In the past, I have refrained from criticising either scheme actuaries or the pension regulator, suggesting that the problem is just the framework within which they are forced to operate. However, I now believe that, together, the pension regulator and the actuaries are responsible for presiding over, and having invented, a morass of regulations which don’t work. One of the factors that changed my mind was the manner in which the LDI debacle was greeted, as if there was no problem.
Some pages may appear repetitive but I don't know which route you'll take. Several pages have little content - deliberately. Although I have removed the symbol, all amounts are in sterling. Nothing on this website constitutes “advice”.
Although this website has a lot in common with “discrate”, this one is more complex. There, I have been trying to explain why the discount process simply doesn’t work for long-term financial entities, even for really simple contracts. Here, I am trying to deal with defined benefit pensions. My basic question is why we think we can get complex stuff right if we can't get the basics correct - which I regret I rather doubt. We need much more balance between short term and long term views.
Typically, any financial entity's assets and liabilities are periodic cashflows over time, short or long; capital values are only poor representations of those cashflows. Consistency between future cashflows in both directions should be sought.
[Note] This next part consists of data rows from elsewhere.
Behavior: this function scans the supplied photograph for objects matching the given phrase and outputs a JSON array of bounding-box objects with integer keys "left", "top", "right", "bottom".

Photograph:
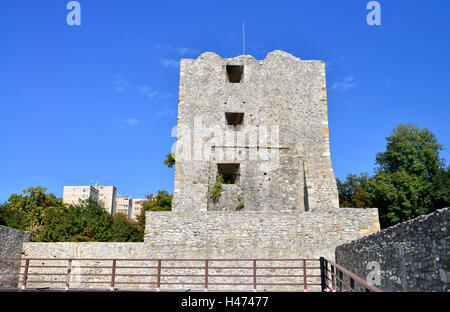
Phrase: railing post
[
  {"left": 319, "top": 257, "right": 326, "bottom": 292},
  {"left": 65, "top": 259, "right": 72, "bottom": 290},
  {"left": 110, "top": 259, "right": 116, "bottom": 291},
  {"left": 303, "top": 259, "right": 307, "bottom": 292},
  {"left": 204, "top": 260, "right": 209, "bottom": 292},
  {"left": 339, "top": 270, "right": 344, "bottom": 292},
  {"left": 21, "top": 259, "right": 29, "bottom": 290},
  {"left": 331, "top": 265, "right": 336, "bottom": 292},
  {"left": 350, "top": 277, "right": 355, "bottom": 292},
  {"left": 253, "top": 260, "right": 257, "bottom": 292},
  {"left": 156, "top": 260, "right": 161, "bottom": 291}
]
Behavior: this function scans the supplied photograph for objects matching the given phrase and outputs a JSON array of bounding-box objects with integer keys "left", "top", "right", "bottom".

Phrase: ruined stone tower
[
  {"left": 142, "top": 51, "right": 379, "bottom": 261},
  {"left": 172, "top": 50, "right": 340, "bottom": 212}
]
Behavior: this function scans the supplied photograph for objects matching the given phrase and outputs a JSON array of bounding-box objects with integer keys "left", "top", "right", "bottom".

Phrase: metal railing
[
  {"left": 0, "top": 258, "right": 322, "bottom": 292},
  {"left": 320, "top": 258, "right": 382, "bottom": 292}
]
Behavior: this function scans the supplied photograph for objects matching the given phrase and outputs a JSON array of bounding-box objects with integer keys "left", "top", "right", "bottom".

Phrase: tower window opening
[
  {"left": 226, "top": 65, "right": 244, "bottom": 83},
  {"left": 225, "top": 112, "right": 244, "bottom": 127},
  {"left": 217, "top": 163, "right": 240, "bottom": 184}
]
However convenient it may have been in the past to represent them by scalar values, that approach conceals far more than is revealed. Given the enormous computing power now readily available, there is no good reason to retain scalars instead of using stochastic projections, so allowing stakeholders a more direct choice of risk appetite.
However, as scalars are still required by the regulators, at least in UK DB pension space, this website starts by considering how to derive “discount rates” as sensibly as we can. We will need to deal with some terminology and background. We can then move on to the contracts considered, the other variables taken into account and pricing approaches, following which we can look at outcomes, mostly shown as dynamic charts (now all in HTML5 rather than in Flash).
Ultimately, I am driven to the conclusion that actuaries should stop using discount rates alone for long-term projects with specified intended outcomes because cashflows are the key elements and scalars alone are inappropriate. A further point is that a variable may sometimes be negative, even if the mean is positive (see example). While I’m sure that is well known, I’m not convinced it’s always taken into account.
Indeed, if we can't even do simple stuff, can we really solve complex problems?